Charlie Merz' Comeback - May 1910

04/07/2016

In May 1910 21-year-old Charlie Merz grappled with some pretty gruesome demons who wanted to squelch the passion out of his life. What should he have done to prevent the deaths of three other people? Why was he still alive?
 
Just nine months earlier, during the Wheeler-Schebler Trophy race, a tire let go on his mighty National Motor Vehicle Company racer as he soared down the tar and gravel home stretch at the new Indianapolis Motor Speedway. The big indigo machine spun out of control with the now-exposed hickory rim catching the earth between the racing surface and the inadequate picket fence behind which hundreds of spectators had gathered - to be close.
 
They were too close. The 2,000 pound racer crashed through the fence knocking down human beings like bowling pins.
 
Numerous people tumbled to the ground, either struck by the errant car or tripping over each other in the mad scramble for safety.
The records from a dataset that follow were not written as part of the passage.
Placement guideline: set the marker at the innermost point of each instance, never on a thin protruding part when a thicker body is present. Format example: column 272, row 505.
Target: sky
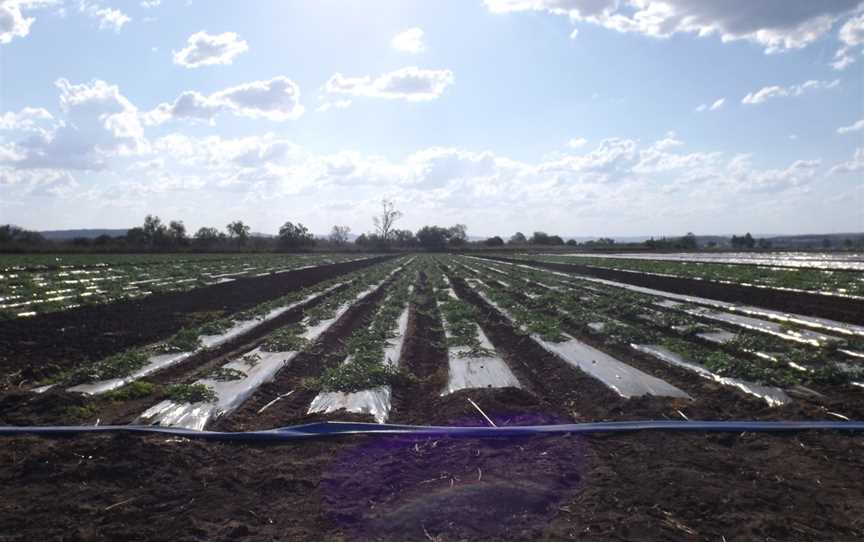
column 574, row 117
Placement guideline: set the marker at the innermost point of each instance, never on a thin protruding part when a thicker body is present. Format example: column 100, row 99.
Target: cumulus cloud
column 854, row 127
column 409, row 41
column 852, row 166
column 108, row 18
column 99, row 122
column 205, row 49
column 717, row 104
column 851, row 35
column 777, row 25
column 410, row 84
column 767, row 93
column 28, row 119
column 277, row 99
column 13, row 24
column 336, row 104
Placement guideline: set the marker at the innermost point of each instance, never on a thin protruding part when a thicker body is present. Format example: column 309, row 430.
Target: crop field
column 31, row 285
column 423, row 339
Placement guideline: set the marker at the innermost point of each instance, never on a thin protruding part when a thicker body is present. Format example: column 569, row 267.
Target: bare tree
column 339, row 235
column 384, row 223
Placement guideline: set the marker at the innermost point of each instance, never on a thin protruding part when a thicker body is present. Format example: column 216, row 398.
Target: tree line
column 154, row 235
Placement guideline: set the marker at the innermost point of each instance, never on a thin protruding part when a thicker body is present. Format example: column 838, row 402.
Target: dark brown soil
column 640, row 486
column 809, row 304
column 35, row 348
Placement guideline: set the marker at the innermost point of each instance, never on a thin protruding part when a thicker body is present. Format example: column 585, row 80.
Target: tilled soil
column 832, row 307
column 634, row 487
column 35, row 348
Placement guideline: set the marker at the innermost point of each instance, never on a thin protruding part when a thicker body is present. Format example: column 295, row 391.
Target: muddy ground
column 833, row 307
column 37, row 347
column 638, row 486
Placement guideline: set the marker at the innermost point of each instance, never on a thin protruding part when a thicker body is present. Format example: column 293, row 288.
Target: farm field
column 843, row 277
column 435, row 340
column 36, row 284
column 816, row 260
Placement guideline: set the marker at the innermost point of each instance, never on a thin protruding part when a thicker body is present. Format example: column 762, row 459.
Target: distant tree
column 458, row 235
column 746, row 241
column 339, row 235
column 386, row 220
column 404, row 238
column 13, row 234
column 136, row 237
column 177, row 233
column 433, row 237
column 207, row 237
column 518, row 238
column 540, row 238
column 102, row 240
column 294, row 236
column 238, row 231
column 155, row 232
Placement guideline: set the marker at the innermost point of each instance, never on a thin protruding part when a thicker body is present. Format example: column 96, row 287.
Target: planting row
column 210, row 333
column 816, row 260
column 829, row 281
column 726, row 344
column 26, row 292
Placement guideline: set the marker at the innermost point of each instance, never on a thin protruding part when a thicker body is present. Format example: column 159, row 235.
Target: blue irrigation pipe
column 334, row 429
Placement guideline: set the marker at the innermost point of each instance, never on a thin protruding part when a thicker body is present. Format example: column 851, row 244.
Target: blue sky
column 578, row 117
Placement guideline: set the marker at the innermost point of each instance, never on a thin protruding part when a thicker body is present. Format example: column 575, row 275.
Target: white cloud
column 12, row 22
column 852, row 166
column 777, row 25
column 851, row 34
column 411, row 84
column 277, row 100
column 854, row 127
column 99, row 122
column 205, row 49
column 109, row 18
column 766, row 93
column 717, row 104
column 409, row 41
column 27, row 119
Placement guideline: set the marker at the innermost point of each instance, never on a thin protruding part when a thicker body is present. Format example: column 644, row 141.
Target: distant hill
column 60, row 235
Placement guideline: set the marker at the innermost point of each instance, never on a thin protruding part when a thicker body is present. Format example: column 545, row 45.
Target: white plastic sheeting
column 161, row 361
column 468, row 371
column 811, row 321
column 376, row 401
column 771, row 395
column 232, row 394
column 623, row 379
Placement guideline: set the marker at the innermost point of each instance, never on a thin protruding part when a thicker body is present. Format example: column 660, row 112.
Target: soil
column 35, row 348
column 632, row 487
column 809, row 304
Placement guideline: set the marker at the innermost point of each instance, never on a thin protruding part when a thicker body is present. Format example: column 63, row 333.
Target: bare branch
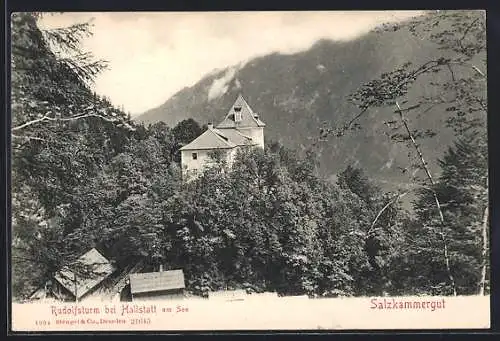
column 438, row 204
column 62, row 119
column 392, row 201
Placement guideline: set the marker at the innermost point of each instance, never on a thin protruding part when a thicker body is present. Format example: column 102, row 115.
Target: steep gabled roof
column 91, row 269
column 248, row 117
column 209, row 140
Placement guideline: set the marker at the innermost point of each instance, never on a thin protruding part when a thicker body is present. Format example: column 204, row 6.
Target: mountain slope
column 296, row 94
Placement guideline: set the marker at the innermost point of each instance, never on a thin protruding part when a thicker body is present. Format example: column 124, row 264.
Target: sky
column 152, row 55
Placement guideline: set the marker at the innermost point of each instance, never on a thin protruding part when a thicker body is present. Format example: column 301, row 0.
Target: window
column 237, row 114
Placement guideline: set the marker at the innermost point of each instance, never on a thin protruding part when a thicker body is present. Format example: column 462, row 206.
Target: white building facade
column 240, row 128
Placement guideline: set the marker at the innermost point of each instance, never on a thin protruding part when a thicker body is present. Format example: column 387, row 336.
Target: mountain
column 296, row 94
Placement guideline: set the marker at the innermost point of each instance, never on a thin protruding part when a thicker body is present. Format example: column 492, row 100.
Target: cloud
column 154, row 55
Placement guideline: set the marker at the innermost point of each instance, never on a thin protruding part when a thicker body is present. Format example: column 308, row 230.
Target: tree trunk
column 441, row 233
column 484, row 253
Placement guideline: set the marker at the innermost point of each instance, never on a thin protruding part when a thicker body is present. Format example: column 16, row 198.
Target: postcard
column 205, row 171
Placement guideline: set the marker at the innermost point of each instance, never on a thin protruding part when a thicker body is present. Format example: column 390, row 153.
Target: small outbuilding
column 78, row 280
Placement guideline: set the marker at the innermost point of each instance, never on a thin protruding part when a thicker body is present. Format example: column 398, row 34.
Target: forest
column 84, row 174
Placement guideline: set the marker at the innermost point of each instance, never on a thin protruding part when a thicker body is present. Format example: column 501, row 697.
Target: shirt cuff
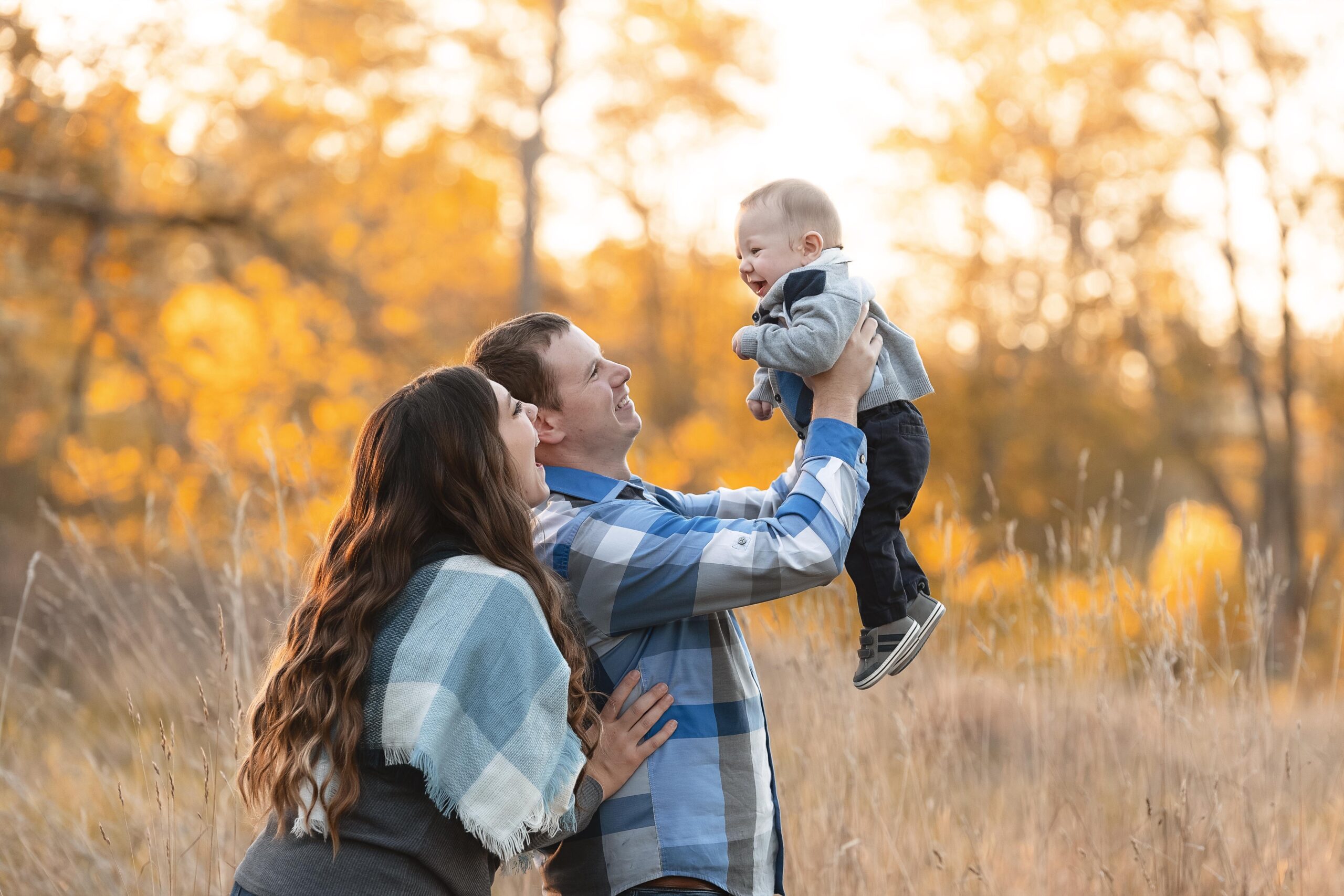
column 749, row 339
column 828, row 437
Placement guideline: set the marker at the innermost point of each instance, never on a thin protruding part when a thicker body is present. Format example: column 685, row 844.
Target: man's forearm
column 841, row 407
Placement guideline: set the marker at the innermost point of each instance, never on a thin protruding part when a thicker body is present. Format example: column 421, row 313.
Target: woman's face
column 521, row 441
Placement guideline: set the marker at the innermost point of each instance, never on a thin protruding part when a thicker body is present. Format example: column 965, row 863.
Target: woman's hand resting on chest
column 618, row 751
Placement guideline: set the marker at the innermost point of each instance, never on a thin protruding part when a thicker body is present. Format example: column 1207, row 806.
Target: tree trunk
column 529, row 289
column 530, row 152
Three men did not get back up and two - Homer Joliff and James West - never would again. The third man, Henry Tapking, was hospitalized.
 
The big National barrel-rolled and the man who sat beside Merz, riding mechanic Claude Kellum, was crushed by the weight of the brutish car. He was gone from this world.
 
Amazingly, Merz, still at the wheel of the overturned vehicle, opened his eyes and, after convincing himself he was still alive, realized further that he could feel and move all his limbs. He shut off his engine and gradually other noises filled his ears that had been dulled by piston blasts.
 
With the top of his head embedded in soft mud, the scent of leaking gasoline filling his nostrils and only dim light seeping through his overturned cockpit, his mind raced to sort through the cacophony of screams and voices all about him. He crawled through soupy, slimey soil and staggered to his feet. He felt like a ghost.
 
In the following weeks Merz, the son of an Indianapolis police officer, returned to his job at National convinced he wanted nothing more of driving - or riding in - race cars. He didn't have the heart, or maybe the stomach, for it.
 
In the ensuing nine months the biggest news in the Hoosier capital was generated by the venue of Merz' nightmare. A mega-project of essentially reconstructing the great Speedway five miles west of Indianapolis was taking place. A host of changes were being made but the centerpiece was paving the entire 2.5-mile course with bricks.
 
The locals started calling the biggest wonder of Indiana "The Brickyard," and the local newspapers picked up on it. The vitrified surface promised greater speed and consequent records but also a level of safety unparalleled in the brutal world of motor racing during a time that would later be referred to as, "The Heroic Age."
 
The American Automobile Association (AAA) announced a new program of "national championship" races and the Brickyard would host the debut of the new format. Speedway Founder Carl Fisher unleashed a relentless series of promotions promising newer, bigger, better races with impressive rewards. The largest was the $8,000 Tiffany-designed Wheeler-Schebler Trophy for a 200-mile race but also there was the 100-mile Prest-O-Lite Trophy, the Speedway Helmet and assorted Olympian-style medals.
 
For a racer like Merz all of this was the siren's song. The tough, impenetrable brick surface promised not to give way to the incessant pounding of tall, narrow wheels. There would be no dangerous, tire-gnawing ruts. The mighty new Brickyard refused to yield to its many critics wanting to label it a murder factory. Those old feelings about the sensory thrill of speed, about exploring a car's limits and discovering an edge on the next guy flooded into his veins like the strongest tonic.
 
By May 1910 Charlie Merz was back at the wheel again. On May 27 Merz, who as a teenager in 1905 helped set the 24 hour world record for miles covered, was back home in the driver's seat of a race car. He finished second to Tom Kincaid in the Speedway's Prest-O-Lite Trophy. The image here is of Merz on his way to that success.
 
Go ahead. Dig in. Travel back to the Heroic Age - and let Charlie Merz be your chauffeur. He was one hell of a driver. He was one hell of a man.